Это был черный, скрученный, утолщающийся к торцам предмет размером с гантель. Удивляла его легкость, почти невесомость.

— Правда, он напоминает смерч? — спросила Лерка.— Я нашла его в рюкзаке наутро после... после того селя. Я назвала его смерченышем. Я сразу стала думать, что смерченыш — подарок от них, от скафандриков. Сувенир, что ли. Я никому его не показывала, хватит с меня издевательств Тимчика. Считай смерченыша ответным даром, восседающий в колеснице.
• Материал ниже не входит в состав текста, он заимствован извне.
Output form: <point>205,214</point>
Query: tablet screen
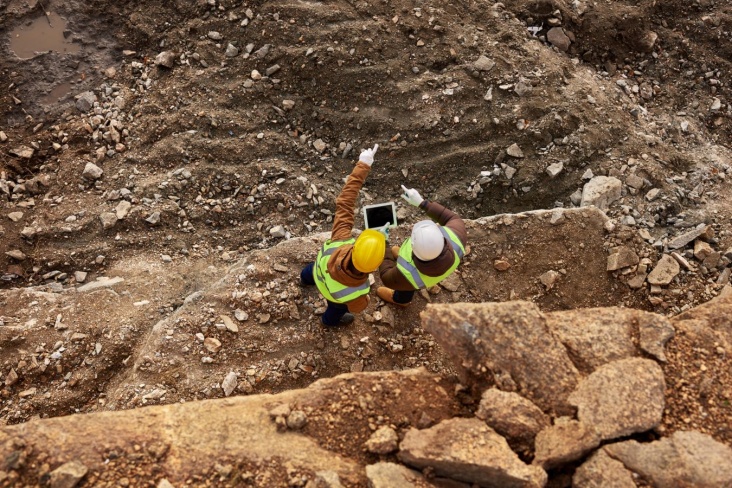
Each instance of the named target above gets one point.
<point>379,215</point>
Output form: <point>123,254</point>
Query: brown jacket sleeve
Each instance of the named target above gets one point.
<point>391,276</point>
<point>448,218</point>
<point>346,202</point>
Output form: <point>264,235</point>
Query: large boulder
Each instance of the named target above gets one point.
<point>597,336</point>
<point>687,458</point>
<point>509,342</point>
<point>621,398</point>
<point>512,416</point>
<point>468,450</point>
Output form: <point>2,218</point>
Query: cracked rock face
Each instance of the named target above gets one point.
<point>621,398</point>
<point>470,451</point>
<point>684,459</point>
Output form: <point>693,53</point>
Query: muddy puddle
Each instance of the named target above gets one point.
<point>44,33</point>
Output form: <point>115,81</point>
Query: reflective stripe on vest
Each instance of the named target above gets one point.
<point>330,288</point>
<point>405,261</point>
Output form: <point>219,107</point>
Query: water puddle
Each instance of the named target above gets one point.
<point>40,36</point>
<point>57,93</point>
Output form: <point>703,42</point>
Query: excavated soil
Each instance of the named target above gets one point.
<point>216,151</point>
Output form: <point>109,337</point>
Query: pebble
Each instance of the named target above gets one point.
<point>277,231</point>
<point>108,220</point>
<point>229,384</point>
<point>554,169</point>
<point>212,344</point>
<point>515,151</point>
<point>231,51</point>
<point>154,218</point>
<point>165,59</point>
<point>92,171</point>
<point>230,324</point>
<point>16,254</point>
<point>296,420</point>
<point>241,315</point>
<point>557,37</point>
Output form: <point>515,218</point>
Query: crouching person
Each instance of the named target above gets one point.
<point>431,254</point>
<point>341,269</point>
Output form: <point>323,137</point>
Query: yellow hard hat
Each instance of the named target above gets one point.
<point>368,251</point>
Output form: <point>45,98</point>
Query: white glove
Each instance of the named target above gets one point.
<point>412,196</point>
<point>367,155</point>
— Значит, всю зиму ответный дар так и пролежал в рюкзаке? — удивился я.— Ты все же выучилась долготерпению. Похвально. Представляю, чего это тебе стоило.

Она усмехнулась:

— Не издевайся, Таланов. Я его, конечно же, десятки раз вертела, как мартышка очки. И молотком по нему стучала, и щипцами пробовала, даже подержала немного над газовой горелкой. Ничем его не возьмешь. Ни единой отметины. В воде не тонет, в огне не горит.

Я притворно вздохнул.

— Догадываюсь, чего ты от него добивалась молотком да клещами...

— Как чего? Должен же быть в этой тайне некий смысл, некая польза, потому что тайна...— Тут она запнулась.
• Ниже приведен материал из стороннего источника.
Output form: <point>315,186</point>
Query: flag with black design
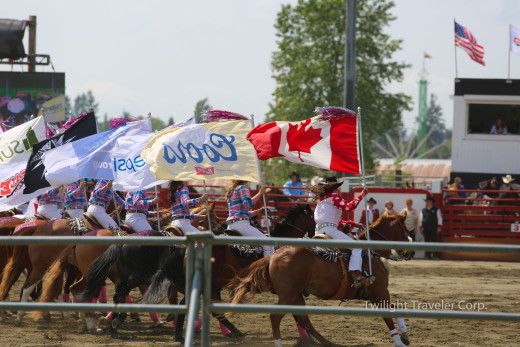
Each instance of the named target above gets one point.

— Польза — а зачем? — спросил я.— Какая польза, например, жителям Хиросимы от раскрытия тайны атома? Там даже тени расплавились. А тысячи ослепленных зверей и птиц, несущихся прочь от термоядерного смерча в пустыне Сахаре. Об этом не рассказывал очевидец, причем во всех подробностях.

— Замолчи, Таланов, сейчас же замолчи,— зашептала Лерка.

Но я сорвался.

— Вот так и у тайны любви хотят вырвать пользу. Вырвать, выдрать с мясом! Клещами и молотком! Над газовой горелкой! У любви, что правит солнце и светила, как сказано в «Божественной комедии»...
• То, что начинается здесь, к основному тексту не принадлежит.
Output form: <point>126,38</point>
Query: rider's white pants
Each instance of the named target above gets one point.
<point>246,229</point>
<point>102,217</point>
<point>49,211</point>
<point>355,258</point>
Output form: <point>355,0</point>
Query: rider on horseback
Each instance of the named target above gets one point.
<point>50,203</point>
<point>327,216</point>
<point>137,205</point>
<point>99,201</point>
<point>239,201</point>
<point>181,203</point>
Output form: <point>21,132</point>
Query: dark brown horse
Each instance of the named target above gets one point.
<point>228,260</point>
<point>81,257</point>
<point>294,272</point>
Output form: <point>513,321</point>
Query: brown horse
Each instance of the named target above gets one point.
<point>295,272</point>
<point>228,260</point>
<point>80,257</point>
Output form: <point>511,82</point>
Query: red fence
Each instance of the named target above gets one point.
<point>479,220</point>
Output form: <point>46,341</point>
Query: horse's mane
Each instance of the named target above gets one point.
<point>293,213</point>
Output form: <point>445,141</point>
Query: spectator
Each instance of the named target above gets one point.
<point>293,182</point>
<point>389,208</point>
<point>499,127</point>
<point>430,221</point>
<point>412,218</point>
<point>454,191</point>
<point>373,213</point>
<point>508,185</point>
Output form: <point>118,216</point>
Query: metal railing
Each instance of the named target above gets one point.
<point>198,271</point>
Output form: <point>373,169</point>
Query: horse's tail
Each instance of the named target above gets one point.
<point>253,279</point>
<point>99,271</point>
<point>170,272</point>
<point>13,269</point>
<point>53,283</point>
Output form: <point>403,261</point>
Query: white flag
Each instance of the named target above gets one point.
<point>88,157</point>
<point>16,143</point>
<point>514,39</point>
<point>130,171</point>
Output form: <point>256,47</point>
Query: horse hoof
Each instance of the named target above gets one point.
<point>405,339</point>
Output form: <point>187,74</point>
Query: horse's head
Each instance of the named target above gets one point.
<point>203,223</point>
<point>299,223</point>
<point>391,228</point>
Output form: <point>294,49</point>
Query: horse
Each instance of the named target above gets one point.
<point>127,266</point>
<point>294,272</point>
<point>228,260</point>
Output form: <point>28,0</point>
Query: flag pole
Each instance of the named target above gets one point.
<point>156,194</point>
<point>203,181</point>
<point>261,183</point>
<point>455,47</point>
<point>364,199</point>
Она упала головою мне на колени и беззвучно зарыдала.

— Таланов, что ты сотворил, Таланов,— выдыхала она.— Ты променял меня на коллекцию мертвых «Серебристых песцов». Ты несешься на них по всем дорогам мира, ты так бессмысленно несешься! А по обочинам ползают голодные дети! А под колесами хрустят кости живых лисиц, неоперившихся птенцов, панцири черепах! Для тебя днем и ночью заливают асфальтом милую Землю, скоро деревья останутся только в стенах разрушенных храмов да на неприступных кручах. Вы сметаете на пути все живое, железные роботы, восседающие в колесницах! А везде запустелые деревни! А в реках исчезает рыба! А уродов рождается все больше! Но вы слишком быстро летите, вам ничего не видно! Ничего! Ничего!

— Ничего, ничего, успокойся,— погладил я ее по плечу.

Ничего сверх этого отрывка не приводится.